Judge of the Superior Court of Pennsylvania
- Incumbent
- Assumed office January 1, 2018

Personal details
- Born: September 24, 1967 (age 58) Wiesbaden, Germany
- Party: Democratic
- Alma mater: Penn State University (B.A.) University of Notre Dame School of Law (J.D.)

= Deborah A. Kunselman =

American judge (born 1967)

Deborah Anne Kunselman (born September 24, 1967, in Wiesbaden, Germany) is an American lawyer and jurist who currently serves as a judge of the Superior Court of Pennsylvania. She was first elected on November 7, 2017, and her ten-year term began January 1, 2018. She ran for a seat on the Pennsylvania Supreme Court in 2023 but lost in the Democratic primary.

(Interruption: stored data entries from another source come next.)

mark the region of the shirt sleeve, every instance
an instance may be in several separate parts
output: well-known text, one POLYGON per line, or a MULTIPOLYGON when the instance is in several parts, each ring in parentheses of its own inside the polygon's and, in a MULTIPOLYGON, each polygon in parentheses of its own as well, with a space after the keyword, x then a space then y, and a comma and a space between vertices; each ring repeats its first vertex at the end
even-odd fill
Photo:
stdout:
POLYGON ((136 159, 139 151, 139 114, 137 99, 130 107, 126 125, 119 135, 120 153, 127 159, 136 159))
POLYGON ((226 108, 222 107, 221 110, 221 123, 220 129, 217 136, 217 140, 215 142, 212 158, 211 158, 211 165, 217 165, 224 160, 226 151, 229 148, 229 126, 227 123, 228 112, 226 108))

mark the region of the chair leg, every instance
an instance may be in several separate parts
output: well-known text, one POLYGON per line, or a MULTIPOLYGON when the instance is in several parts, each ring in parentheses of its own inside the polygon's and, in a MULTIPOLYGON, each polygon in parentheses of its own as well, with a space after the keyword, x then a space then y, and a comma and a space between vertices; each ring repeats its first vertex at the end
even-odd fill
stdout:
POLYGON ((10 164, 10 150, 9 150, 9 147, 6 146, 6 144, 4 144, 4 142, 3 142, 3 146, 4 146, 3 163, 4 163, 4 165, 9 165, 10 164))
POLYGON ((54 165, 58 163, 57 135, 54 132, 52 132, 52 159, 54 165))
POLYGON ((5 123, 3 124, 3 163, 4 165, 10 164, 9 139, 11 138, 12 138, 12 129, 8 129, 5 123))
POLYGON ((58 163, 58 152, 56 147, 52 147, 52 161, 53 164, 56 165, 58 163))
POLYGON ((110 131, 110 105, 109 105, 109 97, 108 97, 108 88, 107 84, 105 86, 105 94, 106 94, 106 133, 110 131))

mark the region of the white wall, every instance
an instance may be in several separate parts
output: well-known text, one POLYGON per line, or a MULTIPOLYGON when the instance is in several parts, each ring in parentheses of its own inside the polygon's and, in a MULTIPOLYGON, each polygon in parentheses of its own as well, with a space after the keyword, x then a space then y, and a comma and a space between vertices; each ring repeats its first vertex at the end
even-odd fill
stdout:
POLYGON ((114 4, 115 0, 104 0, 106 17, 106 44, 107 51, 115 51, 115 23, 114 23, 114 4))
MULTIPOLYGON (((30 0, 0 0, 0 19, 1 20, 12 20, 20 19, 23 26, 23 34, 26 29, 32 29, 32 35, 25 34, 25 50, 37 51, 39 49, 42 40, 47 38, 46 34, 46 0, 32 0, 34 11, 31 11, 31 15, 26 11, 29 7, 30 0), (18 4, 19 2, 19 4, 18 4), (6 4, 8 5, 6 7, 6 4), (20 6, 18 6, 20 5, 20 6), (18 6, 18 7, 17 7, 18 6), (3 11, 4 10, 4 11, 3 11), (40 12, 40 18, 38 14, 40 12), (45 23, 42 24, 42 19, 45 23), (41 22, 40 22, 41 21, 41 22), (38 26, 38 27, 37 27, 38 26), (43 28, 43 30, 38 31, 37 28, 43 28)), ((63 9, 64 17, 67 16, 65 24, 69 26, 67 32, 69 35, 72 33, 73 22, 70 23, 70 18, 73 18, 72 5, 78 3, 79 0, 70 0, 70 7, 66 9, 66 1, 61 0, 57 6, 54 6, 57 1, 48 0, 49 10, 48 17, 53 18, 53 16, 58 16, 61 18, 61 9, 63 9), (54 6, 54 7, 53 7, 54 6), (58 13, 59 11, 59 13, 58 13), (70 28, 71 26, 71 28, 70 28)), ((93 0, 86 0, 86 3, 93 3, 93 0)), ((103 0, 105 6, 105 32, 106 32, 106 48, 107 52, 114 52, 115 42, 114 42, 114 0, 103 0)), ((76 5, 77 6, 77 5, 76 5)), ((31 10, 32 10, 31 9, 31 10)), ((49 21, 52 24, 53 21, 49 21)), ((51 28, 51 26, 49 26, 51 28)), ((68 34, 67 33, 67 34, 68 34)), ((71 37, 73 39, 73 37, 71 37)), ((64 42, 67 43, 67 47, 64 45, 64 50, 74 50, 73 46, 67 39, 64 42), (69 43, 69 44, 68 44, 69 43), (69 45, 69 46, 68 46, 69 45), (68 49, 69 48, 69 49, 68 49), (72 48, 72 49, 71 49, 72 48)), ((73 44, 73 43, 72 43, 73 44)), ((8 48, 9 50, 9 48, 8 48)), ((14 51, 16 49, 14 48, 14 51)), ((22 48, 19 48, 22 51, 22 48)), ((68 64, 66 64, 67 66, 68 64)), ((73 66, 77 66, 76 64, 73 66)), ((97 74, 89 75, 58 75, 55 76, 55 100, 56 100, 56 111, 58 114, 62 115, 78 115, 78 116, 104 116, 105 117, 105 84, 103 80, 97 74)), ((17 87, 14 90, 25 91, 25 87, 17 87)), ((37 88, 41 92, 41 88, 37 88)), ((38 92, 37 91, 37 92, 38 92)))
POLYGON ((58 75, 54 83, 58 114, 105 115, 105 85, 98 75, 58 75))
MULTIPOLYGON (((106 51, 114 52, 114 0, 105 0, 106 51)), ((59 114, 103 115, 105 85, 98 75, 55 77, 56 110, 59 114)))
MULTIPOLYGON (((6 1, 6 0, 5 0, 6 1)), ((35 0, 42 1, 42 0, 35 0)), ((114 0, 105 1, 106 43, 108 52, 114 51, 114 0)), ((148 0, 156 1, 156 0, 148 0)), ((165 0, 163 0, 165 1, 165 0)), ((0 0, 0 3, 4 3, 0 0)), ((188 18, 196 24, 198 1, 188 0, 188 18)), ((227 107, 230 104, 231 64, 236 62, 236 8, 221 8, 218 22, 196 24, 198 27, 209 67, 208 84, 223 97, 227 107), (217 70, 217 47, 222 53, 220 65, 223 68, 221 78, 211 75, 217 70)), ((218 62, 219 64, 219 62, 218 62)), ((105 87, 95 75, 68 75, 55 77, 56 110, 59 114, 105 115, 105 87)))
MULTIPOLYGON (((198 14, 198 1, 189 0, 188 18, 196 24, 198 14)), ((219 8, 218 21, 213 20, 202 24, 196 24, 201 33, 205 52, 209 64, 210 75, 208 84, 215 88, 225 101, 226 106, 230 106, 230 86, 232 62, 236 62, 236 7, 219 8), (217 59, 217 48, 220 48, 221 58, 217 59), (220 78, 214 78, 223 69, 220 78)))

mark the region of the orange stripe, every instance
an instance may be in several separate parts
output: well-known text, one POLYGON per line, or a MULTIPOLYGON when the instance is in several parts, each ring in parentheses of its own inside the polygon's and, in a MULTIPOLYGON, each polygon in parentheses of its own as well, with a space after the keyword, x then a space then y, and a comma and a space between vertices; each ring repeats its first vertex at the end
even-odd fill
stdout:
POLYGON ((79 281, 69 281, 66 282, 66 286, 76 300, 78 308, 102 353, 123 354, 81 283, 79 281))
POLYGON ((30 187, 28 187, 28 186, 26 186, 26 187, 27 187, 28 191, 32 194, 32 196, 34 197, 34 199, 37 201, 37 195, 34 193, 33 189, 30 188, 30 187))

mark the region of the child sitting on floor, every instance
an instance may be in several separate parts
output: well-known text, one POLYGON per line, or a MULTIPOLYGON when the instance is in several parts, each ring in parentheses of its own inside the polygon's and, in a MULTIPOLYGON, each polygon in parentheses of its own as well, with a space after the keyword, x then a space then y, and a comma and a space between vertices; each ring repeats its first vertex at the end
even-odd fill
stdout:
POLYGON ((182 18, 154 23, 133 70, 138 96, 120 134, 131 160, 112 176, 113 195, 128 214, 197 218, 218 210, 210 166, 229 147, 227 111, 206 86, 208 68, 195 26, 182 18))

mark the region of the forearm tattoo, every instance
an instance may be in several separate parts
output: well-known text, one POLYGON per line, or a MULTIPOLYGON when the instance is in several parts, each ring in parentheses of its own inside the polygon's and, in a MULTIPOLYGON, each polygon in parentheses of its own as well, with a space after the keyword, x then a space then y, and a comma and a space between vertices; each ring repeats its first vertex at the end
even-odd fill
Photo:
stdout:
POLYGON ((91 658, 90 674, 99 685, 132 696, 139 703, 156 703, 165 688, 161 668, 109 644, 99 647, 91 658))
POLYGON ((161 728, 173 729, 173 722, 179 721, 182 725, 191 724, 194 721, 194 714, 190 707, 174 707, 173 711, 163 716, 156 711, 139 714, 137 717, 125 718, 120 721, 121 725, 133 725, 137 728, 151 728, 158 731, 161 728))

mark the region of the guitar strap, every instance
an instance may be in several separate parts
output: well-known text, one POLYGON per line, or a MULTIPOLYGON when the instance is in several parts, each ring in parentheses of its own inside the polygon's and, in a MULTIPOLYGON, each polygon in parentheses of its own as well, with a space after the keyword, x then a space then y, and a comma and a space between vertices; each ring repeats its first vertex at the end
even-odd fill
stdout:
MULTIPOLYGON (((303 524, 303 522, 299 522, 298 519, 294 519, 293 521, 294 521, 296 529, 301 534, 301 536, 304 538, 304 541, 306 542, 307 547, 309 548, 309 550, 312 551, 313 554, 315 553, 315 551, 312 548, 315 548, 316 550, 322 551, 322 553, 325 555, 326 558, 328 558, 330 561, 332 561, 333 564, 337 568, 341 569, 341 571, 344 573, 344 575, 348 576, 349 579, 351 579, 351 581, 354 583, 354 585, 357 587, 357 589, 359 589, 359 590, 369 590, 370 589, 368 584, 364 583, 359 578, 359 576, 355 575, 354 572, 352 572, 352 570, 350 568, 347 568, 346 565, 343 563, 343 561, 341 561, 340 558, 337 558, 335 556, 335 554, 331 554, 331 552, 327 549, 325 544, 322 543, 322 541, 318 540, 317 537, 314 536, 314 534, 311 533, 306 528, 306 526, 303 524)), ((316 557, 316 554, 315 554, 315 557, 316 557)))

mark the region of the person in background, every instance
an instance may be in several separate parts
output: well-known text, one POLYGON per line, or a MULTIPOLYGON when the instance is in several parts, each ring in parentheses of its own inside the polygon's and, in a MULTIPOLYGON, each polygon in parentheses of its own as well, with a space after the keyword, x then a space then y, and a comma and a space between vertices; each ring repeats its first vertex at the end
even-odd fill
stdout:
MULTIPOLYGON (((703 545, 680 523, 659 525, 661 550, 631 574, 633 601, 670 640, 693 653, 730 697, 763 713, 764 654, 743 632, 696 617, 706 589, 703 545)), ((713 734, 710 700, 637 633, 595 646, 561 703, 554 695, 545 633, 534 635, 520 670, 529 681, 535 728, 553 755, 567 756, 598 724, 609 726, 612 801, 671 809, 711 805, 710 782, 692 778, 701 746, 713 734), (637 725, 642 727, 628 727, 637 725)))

==Education and legal career==
Kunselman was born 1967 on a US military base in Wiesbaden, Germany. She attended Penn State University, spending a semester abroad at Kiel University and obtaining her Bachelor of Arts degree in 1989. She then attended University of Notre Dame School of Law, where she graduated with a Juris Doctor in 1992. Kunselman started her career with the Babst Calland law firm and eventually became a Beaver County solicitor in 1998. In 2006, she became a judge of the Beaver County Court of Common Pleas, where she served until her election to the state Superior Court.